16. Sur la fin du même jour, Pompée envoya secrètement donner ordre aux assiégés d’incendier pendant la nuit les tours et les retranchemens, et de faire une sortie vers minuit. En effet, après nous avoir accablés d’une grêle de traits et de feux, et avoir réduit en cendres une grande partie de la muraille, ils ouvrirent la porte qui conduisait au camp de Pompée, et sortirent tous en armes, portant des fascines pour combler nos fossés, et des crocs de fer pour abattre et brûler les tentes de paille dont s’étaient servis nos soldats afin de s’abriter contre le froid.
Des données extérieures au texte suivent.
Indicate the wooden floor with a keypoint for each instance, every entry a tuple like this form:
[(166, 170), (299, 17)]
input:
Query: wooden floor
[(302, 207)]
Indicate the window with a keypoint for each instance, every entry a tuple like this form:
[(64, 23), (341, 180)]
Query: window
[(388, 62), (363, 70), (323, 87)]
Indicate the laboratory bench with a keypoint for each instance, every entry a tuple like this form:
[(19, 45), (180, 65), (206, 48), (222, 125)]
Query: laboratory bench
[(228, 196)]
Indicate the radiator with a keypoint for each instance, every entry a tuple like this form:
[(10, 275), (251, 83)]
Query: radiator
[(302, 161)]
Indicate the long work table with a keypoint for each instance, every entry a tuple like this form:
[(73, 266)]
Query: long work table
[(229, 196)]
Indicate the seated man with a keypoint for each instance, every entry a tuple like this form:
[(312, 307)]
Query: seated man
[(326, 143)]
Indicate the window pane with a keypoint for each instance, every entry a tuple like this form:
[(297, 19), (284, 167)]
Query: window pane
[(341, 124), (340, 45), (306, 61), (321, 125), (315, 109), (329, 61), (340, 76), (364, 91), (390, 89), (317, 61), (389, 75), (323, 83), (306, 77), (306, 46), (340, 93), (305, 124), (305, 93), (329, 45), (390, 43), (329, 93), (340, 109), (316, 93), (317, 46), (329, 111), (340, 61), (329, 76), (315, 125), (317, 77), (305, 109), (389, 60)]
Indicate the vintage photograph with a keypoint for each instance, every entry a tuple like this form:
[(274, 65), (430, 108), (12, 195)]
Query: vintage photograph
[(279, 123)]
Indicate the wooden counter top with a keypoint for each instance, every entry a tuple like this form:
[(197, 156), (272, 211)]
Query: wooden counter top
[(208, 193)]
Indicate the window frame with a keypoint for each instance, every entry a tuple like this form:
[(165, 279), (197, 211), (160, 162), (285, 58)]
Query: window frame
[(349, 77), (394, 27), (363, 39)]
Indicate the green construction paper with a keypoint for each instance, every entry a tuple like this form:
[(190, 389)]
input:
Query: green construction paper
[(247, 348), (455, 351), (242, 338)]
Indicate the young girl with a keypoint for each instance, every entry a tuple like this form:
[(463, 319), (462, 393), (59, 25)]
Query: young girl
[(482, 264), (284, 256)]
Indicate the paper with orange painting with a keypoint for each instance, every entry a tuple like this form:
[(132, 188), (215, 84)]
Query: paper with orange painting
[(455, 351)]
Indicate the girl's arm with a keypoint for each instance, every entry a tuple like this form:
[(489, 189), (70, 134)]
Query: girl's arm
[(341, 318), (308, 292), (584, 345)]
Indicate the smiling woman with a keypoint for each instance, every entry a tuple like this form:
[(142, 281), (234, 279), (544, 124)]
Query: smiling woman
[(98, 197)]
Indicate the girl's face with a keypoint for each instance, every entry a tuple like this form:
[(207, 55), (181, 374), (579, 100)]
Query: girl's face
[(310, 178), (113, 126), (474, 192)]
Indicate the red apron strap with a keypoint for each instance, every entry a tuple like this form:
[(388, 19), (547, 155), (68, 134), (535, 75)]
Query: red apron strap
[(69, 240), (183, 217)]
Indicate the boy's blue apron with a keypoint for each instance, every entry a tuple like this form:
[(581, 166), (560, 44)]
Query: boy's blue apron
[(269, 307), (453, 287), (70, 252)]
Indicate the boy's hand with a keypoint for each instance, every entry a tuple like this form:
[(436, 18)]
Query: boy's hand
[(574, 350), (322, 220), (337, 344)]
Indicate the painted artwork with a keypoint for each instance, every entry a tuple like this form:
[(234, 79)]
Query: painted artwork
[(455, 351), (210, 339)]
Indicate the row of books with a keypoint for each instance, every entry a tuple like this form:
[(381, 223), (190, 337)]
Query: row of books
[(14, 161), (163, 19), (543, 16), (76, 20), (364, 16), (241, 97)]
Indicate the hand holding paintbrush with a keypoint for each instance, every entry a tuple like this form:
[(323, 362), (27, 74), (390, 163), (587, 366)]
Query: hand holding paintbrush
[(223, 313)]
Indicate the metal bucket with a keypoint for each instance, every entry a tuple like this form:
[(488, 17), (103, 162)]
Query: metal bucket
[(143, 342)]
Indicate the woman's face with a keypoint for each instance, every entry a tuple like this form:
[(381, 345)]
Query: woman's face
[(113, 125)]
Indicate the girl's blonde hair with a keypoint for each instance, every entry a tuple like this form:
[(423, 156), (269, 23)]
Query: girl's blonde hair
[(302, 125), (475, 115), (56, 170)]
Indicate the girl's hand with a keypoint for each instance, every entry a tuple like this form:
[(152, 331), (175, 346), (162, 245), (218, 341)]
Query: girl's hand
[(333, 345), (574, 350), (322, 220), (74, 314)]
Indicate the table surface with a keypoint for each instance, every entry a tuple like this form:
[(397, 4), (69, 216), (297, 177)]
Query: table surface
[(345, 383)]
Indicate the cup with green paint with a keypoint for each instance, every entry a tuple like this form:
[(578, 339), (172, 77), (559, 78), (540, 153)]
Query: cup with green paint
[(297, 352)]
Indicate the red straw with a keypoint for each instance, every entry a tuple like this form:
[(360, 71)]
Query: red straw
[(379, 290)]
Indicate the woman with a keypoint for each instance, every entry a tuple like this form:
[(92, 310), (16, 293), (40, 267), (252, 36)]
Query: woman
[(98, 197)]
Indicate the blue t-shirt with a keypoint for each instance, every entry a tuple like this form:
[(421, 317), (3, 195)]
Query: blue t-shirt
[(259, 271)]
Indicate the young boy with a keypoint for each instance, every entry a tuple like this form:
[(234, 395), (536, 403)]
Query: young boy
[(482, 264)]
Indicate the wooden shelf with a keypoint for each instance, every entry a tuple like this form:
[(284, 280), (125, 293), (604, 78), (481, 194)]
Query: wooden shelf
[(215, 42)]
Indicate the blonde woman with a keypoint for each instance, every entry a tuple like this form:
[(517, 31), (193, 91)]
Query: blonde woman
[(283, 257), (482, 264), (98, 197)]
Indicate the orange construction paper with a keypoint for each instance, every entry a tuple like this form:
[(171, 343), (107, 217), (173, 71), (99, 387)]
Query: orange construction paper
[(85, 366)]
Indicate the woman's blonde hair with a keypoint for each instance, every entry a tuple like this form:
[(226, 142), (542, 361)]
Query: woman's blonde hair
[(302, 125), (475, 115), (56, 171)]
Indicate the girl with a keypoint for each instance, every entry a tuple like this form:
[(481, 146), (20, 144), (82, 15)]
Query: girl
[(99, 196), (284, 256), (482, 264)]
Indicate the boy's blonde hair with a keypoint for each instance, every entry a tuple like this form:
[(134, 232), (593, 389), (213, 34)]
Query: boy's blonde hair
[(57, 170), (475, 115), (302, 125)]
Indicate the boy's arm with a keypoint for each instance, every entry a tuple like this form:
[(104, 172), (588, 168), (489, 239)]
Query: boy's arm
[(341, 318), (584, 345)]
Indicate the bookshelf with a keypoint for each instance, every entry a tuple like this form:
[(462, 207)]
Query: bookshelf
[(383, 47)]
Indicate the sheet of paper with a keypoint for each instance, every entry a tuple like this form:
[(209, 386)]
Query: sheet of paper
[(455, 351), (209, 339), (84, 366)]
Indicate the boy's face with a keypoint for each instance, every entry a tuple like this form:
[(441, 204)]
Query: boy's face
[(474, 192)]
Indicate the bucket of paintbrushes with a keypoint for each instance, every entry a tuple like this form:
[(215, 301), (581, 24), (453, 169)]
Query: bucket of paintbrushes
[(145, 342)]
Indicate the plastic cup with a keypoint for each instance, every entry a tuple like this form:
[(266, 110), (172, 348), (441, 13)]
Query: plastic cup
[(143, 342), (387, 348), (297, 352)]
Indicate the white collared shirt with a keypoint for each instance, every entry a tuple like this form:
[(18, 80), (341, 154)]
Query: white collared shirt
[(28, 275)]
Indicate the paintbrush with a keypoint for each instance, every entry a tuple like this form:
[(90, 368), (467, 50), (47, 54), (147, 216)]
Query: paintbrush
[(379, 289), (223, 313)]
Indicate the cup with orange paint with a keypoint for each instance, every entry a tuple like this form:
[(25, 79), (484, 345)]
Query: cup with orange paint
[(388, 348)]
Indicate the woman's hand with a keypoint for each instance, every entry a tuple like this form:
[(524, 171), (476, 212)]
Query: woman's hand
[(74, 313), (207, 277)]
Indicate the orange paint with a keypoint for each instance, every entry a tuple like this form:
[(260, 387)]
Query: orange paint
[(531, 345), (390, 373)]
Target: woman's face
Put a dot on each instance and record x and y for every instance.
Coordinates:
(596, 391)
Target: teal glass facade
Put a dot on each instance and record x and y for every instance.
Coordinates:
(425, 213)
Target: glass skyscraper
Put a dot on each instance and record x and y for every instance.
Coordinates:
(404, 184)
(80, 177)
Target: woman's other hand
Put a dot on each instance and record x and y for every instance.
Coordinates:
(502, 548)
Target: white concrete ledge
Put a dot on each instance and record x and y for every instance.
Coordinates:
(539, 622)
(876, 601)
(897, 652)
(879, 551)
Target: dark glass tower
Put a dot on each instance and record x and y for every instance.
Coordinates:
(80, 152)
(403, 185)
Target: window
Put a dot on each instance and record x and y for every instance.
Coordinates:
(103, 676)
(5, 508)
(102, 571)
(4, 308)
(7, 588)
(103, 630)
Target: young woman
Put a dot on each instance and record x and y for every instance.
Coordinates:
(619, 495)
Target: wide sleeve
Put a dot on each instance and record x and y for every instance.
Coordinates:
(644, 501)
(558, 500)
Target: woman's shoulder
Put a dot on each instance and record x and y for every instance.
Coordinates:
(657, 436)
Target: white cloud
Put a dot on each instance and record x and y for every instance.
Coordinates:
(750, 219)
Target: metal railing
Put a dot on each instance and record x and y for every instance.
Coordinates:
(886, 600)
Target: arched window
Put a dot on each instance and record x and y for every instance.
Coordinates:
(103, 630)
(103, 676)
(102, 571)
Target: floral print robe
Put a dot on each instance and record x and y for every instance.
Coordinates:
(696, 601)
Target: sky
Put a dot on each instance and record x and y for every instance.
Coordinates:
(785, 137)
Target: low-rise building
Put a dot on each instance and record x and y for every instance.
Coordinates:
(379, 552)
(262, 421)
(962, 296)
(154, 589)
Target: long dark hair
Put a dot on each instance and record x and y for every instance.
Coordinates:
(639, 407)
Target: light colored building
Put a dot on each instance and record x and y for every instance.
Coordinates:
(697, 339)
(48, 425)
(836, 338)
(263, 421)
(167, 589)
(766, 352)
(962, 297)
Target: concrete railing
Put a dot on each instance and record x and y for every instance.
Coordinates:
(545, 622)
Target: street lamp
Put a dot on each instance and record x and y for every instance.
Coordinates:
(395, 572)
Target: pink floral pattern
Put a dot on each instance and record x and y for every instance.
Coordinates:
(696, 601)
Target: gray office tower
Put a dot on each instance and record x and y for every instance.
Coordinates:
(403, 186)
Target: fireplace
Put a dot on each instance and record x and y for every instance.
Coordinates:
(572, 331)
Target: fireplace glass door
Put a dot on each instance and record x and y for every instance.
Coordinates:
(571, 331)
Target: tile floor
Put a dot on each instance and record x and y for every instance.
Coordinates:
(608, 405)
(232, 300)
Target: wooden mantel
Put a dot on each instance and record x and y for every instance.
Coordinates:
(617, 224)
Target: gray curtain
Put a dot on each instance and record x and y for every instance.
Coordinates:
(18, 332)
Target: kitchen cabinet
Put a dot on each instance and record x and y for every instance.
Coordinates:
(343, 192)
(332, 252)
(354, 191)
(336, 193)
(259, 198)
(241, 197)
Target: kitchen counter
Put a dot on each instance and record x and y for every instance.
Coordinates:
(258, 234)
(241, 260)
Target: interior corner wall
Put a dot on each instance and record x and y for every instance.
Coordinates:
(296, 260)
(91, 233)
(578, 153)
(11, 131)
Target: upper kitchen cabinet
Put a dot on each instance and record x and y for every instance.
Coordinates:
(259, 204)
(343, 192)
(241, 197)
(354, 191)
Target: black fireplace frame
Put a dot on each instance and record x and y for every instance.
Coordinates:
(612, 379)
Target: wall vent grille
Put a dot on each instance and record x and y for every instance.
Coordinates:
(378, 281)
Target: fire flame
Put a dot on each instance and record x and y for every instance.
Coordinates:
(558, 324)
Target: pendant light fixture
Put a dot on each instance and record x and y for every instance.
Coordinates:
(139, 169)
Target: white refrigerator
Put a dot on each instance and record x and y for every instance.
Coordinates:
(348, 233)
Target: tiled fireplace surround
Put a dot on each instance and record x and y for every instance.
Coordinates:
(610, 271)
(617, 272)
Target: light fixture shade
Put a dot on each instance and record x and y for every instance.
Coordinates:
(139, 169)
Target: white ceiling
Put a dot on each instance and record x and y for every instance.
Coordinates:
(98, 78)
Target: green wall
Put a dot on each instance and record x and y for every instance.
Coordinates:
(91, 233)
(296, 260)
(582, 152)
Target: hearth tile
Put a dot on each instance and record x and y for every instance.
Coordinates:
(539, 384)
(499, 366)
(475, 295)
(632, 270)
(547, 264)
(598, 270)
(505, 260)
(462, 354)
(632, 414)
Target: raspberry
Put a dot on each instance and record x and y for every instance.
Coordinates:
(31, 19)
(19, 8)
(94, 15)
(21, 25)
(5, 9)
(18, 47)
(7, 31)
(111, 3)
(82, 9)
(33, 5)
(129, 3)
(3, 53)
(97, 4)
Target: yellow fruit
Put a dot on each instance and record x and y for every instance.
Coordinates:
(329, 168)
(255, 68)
Ils portèrent aussi avec eux de l’argent et des habits pour répandre l’un et l’autre, tomber sur nous, lorsque nous serions occupés au pillage, et se sauver ensuite au camp ennemi. Dans l’espoir qu’ils réussiraient, Pompée se tint pendant toute la nuit en bataille au-delà du fleuve de Guadajos. Bien que les nôtres eussent essuyé une attaque inattendue, cependant soutenus de leur courage, ils repoussent les ennemis, les contraignent de rentrer dans la ville en blessent plusieurs, s’emparent de leurs armes et des effets qu’ils avaient apportés, et font quelques prisonniers qu’ils massacrent le lendemain. Dans le même temps, un déserteur venant de la ville nous apprit que Junius, sorti d’une mine où il était, après le massacre des habitans, s’était écrié qu’on avait commis un crime affreux ; que ces infortunés ne méritaient nullement un traitement pareil, eux qui les avaient reçus dans leurs foyers et jusqu’au pied des autels ; qu’on avait violé le droit sacré de l’hospitalité à leur égard ; qu’il avait ajouté beaucoup d’autres reproches, et que les assassins effrayés de ses discours avaient cessé le massacre.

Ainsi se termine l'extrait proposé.